Relationship Violence Among Young Adult Couples.

Publication Year: 
2012
Personal Author: 
Berger, Amanda.
Wildsmith, Elizabeth.
Manlove, Jennifer.
Steward-Streng, Nicole.
Briefing Materials
Page Count: 
8

The prevalence of violence in romantic relationships is difficult to measure. In part, this reflects the fact that men and women who experience violence in their relationships may be reluctant to report these acts because they want to protect a partner; they may assume that nothing can be done to prevent future violent acts; and they may fear retaliation. Moreover, most surveys of relationship violence provide a limited picture of the scope of the problem because they only gather information on the most severe types of violence or they rely solely on the report of one partner--typically the woman.

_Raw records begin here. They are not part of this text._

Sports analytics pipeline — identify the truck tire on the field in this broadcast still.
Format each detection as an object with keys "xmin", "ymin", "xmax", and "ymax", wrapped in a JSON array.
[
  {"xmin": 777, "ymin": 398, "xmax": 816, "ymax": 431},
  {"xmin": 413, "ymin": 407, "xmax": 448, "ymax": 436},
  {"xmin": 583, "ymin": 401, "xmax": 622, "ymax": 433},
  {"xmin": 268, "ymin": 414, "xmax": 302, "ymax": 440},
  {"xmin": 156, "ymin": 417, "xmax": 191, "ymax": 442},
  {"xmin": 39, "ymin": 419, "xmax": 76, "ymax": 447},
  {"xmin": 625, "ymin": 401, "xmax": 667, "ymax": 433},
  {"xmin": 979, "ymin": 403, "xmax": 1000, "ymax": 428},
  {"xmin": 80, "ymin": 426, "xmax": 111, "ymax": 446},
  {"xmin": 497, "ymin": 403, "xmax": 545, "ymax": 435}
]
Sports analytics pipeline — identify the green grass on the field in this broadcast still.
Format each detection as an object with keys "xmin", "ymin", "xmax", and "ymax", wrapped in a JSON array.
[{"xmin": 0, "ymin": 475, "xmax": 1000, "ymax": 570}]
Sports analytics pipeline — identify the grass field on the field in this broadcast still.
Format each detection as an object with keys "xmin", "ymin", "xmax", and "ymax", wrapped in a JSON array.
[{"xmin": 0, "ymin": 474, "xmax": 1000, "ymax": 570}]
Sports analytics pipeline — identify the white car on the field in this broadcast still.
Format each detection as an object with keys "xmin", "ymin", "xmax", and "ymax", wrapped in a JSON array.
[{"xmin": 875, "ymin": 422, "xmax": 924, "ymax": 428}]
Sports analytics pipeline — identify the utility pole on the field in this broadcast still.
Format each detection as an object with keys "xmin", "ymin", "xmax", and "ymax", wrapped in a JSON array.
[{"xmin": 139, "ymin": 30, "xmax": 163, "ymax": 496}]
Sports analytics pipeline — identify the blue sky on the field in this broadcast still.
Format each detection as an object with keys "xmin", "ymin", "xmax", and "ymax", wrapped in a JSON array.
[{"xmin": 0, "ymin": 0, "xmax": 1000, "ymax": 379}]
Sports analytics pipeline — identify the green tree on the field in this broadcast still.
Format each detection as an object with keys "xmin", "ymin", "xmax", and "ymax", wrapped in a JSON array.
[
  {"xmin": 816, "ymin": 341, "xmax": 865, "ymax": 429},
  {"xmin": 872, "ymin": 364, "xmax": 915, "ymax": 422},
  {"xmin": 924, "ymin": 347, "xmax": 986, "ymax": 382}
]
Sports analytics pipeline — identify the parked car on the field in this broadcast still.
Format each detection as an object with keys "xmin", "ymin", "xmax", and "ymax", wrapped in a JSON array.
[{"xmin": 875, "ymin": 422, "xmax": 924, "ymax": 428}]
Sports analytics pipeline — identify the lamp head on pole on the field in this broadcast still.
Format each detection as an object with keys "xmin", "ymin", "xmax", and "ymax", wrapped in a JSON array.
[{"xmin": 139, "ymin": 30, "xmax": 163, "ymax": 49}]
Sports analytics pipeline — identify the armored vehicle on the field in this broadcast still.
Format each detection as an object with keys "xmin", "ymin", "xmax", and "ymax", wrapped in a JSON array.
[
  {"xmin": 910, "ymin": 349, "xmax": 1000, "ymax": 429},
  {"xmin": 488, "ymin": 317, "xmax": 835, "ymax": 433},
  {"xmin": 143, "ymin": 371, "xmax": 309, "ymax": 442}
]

This brief extends previous work by using national data to examine relationship violence among young adults, as reported by both partners in a relationship. Child Trends drew on data collected from young adult couples (ages 18-28) in the National Longitudinal Study of Adolescent Health (Add Health) to examine past-year relationship violence as reported by both partners in each relationship. Specifically, we estimated the frequency and severity of relationship violence across all couples, as well as levels of relationship violence among married, cohabiting, and dating couples. We found that four in 10 young adult couples in our sample reported some type of relationship violence and that certain relationship characteristics were linked to higher or lower levels of violence. For example, cohabiting couples reported the highest levels of relationship violence (in contrast to married and dating couples), and relationship violence tended to be higher among couples with lower levels of education, couples with children in the household, and couples in which partners differ by race or ethnicity. These findings may help to identify couples at particular risk for relationship violence and its subsequent negative outcomes, including sexual risk behaviors, sexually transmitted diseases, and unintended pregnancies. (Author abstract)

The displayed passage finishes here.